Nor was he one of those men who enjoy fighting over detail. There were such, and he knew and admired them. His great friend in South Africa had been a man like that, who constituted himself the gadfly of the Chamber of Mines, harrying them first over a point of workman’s compensation, then over the interest on the deferred pay system, then over the rates for piecework underground. But these were not Astell’s ideas of a good fight. While on the county council he had compromised with capitalism in order to achieve certain concrete results. Now he was sick of it. Now he would get free.

I’m going away, he gloated. I’m getting free.

He beamed at Snaith through his round glasses.

“Good,” he said. “I wish you luck with it. And, by the way, you mention secondary education. Don’t forget the new buildings for the High School. I think we ought to move it inland a bit, and make a big boarding-block for the whole Skerrow-Kiplington area.”

“I’m not likely to forget with you here to bully me,” smiled Snaith.

“But I shan’t be here. That’s just it.”

“Shan’t be here?”

“No. I’m retiring from the council and clearing out.”

“Your health?” There was genuine kindness and anxiety in the quick inquiry. “It’s worse?”

“No. Better. That’s just it. I’m going back to Glasgow. Got an organising job on the Clyde.”

“My dear fellow! You can’t do it. It’ll kill you in a couple of years.”

“Will it? And does that much matter?”

“But—but we can’t spare you.”

The little alderman was really troubled.

Yet it was not so much for Astell that he was grieved, as for himself. Here he was up against it again, up against that uncalculating generosity and rashness which plunged into action, which identified itself with an impersonal aim. And it troubled him.

“You can spare me very well,” smiled Astell. “After all, you hardly know what I am and who I’m like. You’ve only seen a sick man. While I was here, I more or less kept truce. But you just wait a little.”

“Shall we see you preaching revolution?”

“I hope so.”

“And turning us all upside down, and destroying instead of creating?”

“No—in order to create. Look here, Snaith, you and I have worked pretty well together, but we’re in opposite camps really. You want entirely different things from what I do.”

“Do I? How do you know? How do you know what I want?”

Astell smiled. He was a free man. He was happy. He spoke from the exalted height of his own renunciation of security. He said, “I know what I want, you see. And whatever you want, it’s not the same as this. I want a great cooperative commonwealth of free peoples, all over the world. Without distinction of sex, race or creed. I want to see them controlling their own lives, what they do and how they do it. That means control of things, of raw materials, transport and industry. It means real economic as well as political democracy. It means social equality. It means spiritual freedom. And that isn’t going to come by working as I’ve worked here. Oh, I know that all this is useful—so far as it goes. But it’s not changing men’s values. It’s not destroying their destroyers.”
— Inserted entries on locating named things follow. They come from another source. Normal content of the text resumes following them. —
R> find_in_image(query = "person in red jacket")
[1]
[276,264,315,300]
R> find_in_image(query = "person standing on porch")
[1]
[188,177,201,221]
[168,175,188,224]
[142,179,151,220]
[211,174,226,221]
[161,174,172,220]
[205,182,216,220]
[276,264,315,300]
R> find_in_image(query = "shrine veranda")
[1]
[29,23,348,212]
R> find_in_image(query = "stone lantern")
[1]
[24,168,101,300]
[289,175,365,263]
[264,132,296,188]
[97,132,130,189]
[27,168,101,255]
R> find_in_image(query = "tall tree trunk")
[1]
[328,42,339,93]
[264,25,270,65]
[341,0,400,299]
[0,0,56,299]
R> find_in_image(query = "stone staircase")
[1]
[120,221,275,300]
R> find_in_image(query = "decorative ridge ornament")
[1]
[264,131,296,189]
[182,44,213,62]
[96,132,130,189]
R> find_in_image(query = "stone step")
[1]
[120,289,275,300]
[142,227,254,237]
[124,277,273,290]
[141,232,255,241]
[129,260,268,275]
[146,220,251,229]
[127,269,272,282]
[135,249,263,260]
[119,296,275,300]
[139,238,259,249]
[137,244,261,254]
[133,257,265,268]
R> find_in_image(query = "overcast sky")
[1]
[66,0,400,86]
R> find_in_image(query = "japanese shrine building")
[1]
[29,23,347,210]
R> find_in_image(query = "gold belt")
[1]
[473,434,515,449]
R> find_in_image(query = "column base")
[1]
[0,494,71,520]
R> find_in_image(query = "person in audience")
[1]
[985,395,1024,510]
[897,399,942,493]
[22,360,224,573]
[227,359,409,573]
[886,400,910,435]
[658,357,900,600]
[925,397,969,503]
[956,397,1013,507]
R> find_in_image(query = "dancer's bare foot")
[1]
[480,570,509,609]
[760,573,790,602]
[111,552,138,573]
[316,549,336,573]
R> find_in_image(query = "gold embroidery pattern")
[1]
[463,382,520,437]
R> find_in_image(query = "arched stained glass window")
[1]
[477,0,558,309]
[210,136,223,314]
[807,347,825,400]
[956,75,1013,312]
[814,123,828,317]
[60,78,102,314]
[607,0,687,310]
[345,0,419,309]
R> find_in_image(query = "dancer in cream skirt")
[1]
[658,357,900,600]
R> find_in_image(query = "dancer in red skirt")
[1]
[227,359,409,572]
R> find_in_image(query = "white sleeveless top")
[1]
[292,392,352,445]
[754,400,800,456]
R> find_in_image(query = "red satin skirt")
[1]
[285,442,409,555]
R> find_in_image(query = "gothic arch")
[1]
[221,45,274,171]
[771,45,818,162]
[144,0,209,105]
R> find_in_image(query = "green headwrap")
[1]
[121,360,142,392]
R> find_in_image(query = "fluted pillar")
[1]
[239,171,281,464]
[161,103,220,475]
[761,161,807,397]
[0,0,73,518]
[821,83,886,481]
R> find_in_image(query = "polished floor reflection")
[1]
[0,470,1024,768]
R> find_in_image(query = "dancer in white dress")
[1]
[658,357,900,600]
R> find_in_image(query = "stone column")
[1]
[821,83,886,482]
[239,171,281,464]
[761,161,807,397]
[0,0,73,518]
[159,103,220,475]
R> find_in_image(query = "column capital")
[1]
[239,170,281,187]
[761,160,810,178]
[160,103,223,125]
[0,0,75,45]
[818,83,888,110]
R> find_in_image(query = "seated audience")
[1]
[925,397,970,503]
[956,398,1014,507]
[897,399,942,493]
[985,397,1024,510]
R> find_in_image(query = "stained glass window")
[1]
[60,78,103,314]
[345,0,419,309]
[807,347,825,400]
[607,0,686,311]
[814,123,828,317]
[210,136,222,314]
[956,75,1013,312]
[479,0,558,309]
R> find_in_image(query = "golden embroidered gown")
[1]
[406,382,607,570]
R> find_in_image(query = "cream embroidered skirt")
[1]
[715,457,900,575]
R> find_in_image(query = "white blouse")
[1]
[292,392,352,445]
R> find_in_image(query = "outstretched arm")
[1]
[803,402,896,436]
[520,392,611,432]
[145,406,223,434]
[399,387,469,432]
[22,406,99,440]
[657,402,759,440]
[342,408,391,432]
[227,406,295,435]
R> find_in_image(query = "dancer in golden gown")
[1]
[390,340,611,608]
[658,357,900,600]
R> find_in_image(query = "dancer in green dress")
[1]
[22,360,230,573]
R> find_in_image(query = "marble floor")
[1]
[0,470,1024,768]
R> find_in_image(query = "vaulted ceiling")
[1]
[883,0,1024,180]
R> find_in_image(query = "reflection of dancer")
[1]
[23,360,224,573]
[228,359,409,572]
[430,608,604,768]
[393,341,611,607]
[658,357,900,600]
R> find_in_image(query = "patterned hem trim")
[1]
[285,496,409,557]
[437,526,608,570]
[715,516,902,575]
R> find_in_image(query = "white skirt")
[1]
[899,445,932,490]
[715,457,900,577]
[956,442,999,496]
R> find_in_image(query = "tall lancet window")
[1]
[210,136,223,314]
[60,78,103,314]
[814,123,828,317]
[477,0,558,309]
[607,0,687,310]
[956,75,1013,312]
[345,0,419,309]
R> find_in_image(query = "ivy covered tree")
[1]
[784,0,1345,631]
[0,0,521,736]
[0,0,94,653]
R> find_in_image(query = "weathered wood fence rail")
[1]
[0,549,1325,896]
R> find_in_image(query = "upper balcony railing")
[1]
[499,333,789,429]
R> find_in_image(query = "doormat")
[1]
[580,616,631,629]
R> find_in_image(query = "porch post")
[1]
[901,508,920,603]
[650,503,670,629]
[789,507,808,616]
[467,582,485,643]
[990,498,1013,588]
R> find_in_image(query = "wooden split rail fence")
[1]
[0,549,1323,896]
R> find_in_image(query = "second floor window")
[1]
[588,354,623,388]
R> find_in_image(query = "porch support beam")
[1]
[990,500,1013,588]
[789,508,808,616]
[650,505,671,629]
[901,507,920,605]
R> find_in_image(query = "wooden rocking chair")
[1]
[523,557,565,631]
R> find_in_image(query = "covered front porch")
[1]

“You mean, it still leaves evil-minded individualists like me to be able to reap a little profit?”

“Yes. I do.”

“And you would destroy me?”

“Neck and crop.”

“You won’t, you know. You’ll only destroy yourself. The English don’t take easily to revolution.”

“Do you think any revolution’s been easy? All revolutions are bloody and barbarous. But so is life bloody and barbarous in present circumstances. As for me, I’ve tried acting the invalid and taking a cushy job, and I don’t like it.”

“I see.” Snaith sighed, envious of a passion that was beyond caution, of a faith that could over-ride the scepticism that ate into his own desires like acid. “You’re like the old Spanish knights who greeted each other with the wish, ‘May God deny thee peace and give thee glory.’ That’s it, isn’t it?”